L'Express de Madagascar

La démagogie fait son show

Conditionnés à réagir à des noms et à des voix particulières, nos regards se tournent d’une manière machinale vers les acteurs principaux, les tops of mind de l’actualité nationale. Quand ces protagonistes de notre histoire contemporaine, accompagnés de figurants, se jettent dans la lice où se disputera la possession du pouvoir suprême, l’attention du spectateur est encore une fois, exclusivement, focalisée sur eux. Mais que voit-on quand on se tourne vers les véritables détenteurs du pouvoir : le peuple ? Dans quelles conditions le peuple use-t-il de ce privilège inestimable qui lui octroie la prérogative de désigner, par le biais des élections, celui qui sera le visage du pays le temps d’un quinquennat ?

Les différents meetings qui peuvent mobiliser tout un village, au lieu d’être des indicateurs de la popularité du candidat, seraient plutôt des indices de la vulnérabilité au divertissement, de l’ascendant du spectacle. Les hommes, écrit Pascal « n’ayant pu guérir la mort, la misère, l’ignorance, se sont avisés, pour se rendre heureux, de n’y point songer […]. Nous courons sans souci dans le précipice après que nous avons mis quelque chose -devant nous pour nous empêcher de le voir. » (B. Pascal, Pensées, 1670). Le bateau égaré, dans lequel on s’est tous embarqués pour un suicide collectif inconscient, cache son irrésistible dérive par le port du masque du spectacle. Subjuguée par la pompe éphémère et artificielle du show, notre capacité de réflexion, déjà captive d’une éducation mutilatrice pratiquée par des enseignants dont le niveau d’instruction dépasse à peine celui des élèves, subit une autre injection d’anesthésie. Un endormissement propice à l’efficacité du discours démagogique.

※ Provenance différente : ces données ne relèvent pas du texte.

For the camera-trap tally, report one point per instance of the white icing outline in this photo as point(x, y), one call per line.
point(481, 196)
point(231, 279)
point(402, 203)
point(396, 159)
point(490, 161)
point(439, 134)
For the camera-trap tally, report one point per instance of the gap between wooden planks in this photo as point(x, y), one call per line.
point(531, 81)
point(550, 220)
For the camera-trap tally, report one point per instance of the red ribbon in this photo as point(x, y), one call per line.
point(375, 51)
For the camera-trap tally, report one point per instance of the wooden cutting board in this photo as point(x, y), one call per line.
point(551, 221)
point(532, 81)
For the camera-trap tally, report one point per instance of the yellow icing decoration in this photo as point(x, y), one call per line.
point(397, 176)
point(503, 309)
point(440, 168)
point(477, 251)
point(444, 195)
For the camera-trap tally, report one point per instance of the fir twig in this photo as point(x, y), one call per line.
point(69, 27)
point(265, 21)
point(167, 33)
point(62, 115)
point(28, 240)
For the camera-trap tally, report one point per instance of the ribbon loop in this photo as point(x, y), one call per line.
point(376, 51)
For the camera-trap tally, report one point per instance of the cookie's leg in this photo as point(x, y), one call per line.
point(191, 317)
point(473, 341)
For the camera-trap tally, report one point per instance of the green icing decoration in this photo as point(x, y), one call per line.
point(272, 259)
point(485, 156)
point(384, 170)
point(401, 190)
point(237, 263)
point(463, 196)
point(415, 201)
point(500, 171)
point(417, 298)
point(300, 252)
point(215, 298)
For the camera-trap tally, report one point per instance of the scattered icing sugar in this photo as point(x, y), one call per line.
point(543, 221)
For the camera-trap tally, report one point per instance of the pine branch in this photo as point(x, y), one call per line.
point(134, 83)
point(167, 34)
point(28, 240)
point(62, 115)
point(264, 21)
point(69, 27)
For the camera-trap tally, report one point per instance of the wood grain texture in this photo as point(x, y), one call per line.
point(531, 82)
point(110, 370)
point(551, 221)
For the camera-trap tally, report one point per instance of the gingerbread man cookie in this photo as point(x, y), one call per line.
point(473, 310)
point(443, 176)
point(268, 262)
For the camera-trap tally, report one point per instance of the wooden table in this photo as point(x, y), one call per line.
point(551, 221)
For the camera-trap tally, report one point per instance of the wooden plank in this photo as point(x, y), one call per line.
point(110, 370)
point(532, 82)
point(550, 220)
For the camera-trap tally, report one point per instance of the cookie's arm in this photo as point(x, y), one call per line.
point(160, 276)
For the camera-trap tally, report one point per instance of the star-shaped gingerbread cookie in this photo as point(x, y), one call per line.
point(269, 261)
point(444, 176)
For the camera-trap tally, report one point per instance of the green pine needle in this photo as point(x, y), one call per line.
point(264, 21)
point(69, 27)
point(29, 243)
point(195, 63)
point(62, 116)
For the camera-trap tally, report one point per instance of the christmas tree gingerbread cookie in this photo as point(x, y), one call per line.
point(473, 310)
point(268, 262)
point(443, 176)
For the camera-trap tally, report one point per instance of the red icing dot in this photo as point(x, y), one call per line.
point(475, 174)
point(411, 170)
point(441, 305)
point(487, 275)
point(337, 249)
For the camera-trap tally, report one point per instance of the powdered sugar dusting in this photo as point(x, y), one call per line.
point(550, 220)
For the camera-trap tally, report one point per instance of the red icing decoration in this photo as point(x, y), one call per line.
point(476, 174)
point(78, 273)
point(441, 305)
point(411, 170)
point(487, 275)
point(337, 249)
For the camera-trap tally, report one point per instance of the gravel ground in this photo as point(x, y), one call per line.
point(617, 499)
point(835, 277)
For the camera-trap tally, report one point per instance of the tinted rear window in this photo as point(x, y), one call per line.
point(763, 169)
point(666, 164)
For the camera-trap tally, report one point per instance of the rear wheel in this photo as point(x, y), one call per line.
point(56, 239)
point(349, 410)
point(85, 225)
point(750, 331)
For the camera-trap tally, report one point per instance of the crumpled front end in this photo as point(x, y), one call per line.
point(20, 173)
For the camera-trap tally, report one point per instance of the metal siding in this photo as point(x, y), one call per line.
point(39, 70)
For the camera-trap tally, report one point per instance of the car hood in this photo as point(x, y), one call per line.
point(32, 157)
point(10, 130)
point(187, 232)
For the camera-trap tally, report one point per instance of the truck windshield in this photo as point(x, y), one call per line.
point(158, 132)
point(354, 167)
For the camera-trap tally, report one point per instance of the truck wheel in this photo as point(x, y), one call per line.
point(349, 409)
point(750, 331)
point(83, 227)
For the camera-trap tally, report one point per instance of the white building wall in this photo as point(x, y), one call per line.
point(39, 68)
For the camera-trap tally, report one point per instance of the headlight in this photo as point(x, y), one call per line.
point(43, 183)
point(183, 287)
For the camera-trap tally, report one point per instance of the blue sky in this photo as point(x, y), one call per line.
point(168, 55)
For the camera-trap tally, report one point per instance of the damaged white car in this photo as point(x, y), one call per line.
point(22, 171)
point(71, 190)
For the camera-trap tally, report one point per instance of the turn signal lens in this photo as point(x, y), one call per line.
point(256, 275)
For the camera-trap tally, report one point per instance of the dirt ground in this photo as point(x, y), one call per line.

Quand on revoit l’histoire, on se dit qu’on devrait être vaccinés et imperméables à la démagogie. Mais quand on entend les promesses et les différentes réécritures de l’Utopie de Thomas More qui a créé ce mot en 1516 pour nommer la cité idéale fictive de son livre, on ne peut que déplorer que ces châteaux en Espagne, qui sont aussi énormes que la vacuité des discours, continuent à mettre en branle les vivats des spectateurs qui, selon les apparences, applau­dissent avec une sincère ferveur, au moins sur le moment, les paroles qui ne seront pas tenues. C’est comme si la chanson « soyez prêtes » du Roi lion (R. Allers & R. Minkoff, 1994) passait en version live. Dans l’extrait en question, Scar, le méchant frère du roi manigance une prise de pouvoir avec l’appui des hyènes séduites par un discours enrobé de promesses qui séduiraient n’importe quel laissé-pour-compte d’une société inégalitaire. Sommes-nous toujours des hyènes sensibles à la démagogie ? Comme Philaminte, Bélise et Armande qui se pâment sous l’effet de l’éloquence du faux savant et voleur Trissotin dans Les femmes savantes (Molière, 1672). Ou est-ce un phénomène qui relève plutôt d’un culte aveugle qui métamorphose les discours creux en paroles d’évangile? Les sauveurs autoproclamés, une fois l’onction obtenue, ont pour habitude de se débarrasser de leurs habits d’agneau pour dévoiler le loup qui s’y dissimulait. Il me revient en mémoire l’histoire des schtroumpfs qui firent l’expérience du suffrage universel dans l’album Le schroumpfissime (Peyo, 1965) : chaque schtroumpf, après avoir reçu sa dose de démagogie et… du jus de framboise, donna le pouvoir au tyrannique schtroumpfissime. Une grande partie du village ne tardera pas à prendre les armes pour renverser l’élu devenu dictateur. Familière comme histoire n’est-ce pas ? Dans les conditions actuelles, semblables à celles des schtroumpfs, comment croire à la fin du cycle infernal ? L’histoire n’arrêtera pas de se répéter.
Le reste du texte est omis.